Effect of an exercise program aimed at minimizing the compensatory movements, at the proximal level, of the affected upper extremity of children with Unilateral Cerebral Palsy during the execution of bimanual activities, evaluated with Artificial Intelligence. Randomized Clinical Trial
Unilateral spastic cerebral palsy (CPUE) produces an alteration of the contralateral hemicosis, with the upper limb (ES) being more affected and presenting motor deficits and postural control that make activities of daily life difficult. This last deficit originates from difficulties in bimanual performance and triggers bodily compensations during development. Scientific evidence indicates that work in the proximal part of this ES most affects the bimanual functionality of the child.
Planned Activities
PHASE I
For data registration, 2 videos will be obtained from both subjects in which the trajectories of the movement markers will be extracted.
Features of video recording:
- Chamber model of the project
- Resolution of the chamber
- Camera position: Placed on a tripod 30 cm away from behind where the patient is sitting.
- Frame and center the video in the area of both shoulders to the base of the glutes
- White and smooth background
- Position of the subject: Sitting on a stool without support and the feet must touch flat on the floor.

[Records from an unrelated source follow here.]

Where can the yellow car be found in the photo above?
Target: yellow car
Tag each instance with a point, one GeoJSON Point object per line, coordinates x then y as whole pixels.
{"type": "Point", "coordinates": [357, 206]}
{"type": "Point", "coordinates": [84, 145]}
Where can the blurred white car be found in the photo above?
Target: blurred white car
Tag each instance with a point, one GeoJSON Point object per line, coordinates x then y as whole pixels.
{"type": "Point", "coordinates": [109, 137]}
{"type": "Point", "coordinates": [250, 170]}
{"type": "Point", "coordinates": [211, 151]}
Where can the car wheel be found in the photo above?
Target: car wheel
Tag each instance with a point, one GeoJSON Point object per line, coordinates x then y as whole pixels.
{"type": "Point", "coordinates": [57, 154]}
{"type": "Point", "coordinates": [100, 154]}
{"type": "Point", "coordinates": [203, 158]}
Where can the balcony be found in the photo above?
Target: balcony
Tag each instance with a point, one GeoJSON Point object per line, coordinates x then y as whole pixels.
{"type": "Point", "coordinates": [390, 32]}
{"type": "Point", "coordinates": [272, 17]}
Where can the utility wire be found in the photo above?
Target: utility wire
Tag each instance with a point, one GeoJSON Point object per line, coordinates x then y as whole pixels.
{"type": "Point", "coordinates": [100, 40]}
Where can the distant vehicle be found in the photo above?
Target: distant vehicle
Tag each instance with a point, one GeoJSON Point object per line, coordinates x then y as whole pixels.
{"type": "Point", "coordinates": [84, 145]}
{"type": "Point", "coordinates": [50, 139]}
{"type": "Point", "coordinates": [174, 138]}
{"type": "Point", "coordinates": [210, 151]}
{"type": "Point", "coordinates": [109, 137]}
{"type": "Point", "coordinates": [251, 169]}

- The back plan has been chosen since it is where the compensations can be better observed.
The bimanual activities of daily living (AVD) to be developed will be the following:
- Unscrew the cap of a bottle.
- Put stick glue on a piece of paper.
- Zip up a jacket.
- Take off this jacket.
- Bring a tray.
- Comb the back of your head.
- Touch the lumbar part of the back.
The first 5 are part of the Childrens Hand-use Experience Questionnaire 2.0 test (CHEQ 2.0). These are activities of daily living that accentuate the decompensations in addition to covering all the movements that the scapula performs.
Inter-rater reliability will be assessed using DeepLabCut software, which uses semi-automatic labeling with a convolutional neural network (CNN).
The training of the neural network will be carried out by researcher 1 and 2, based on the manual labeling of n = 20 significant frames, obtained from a k-means clustering algorithm.
The intra-rater reliability will be assessed in the same way after the passage of one week.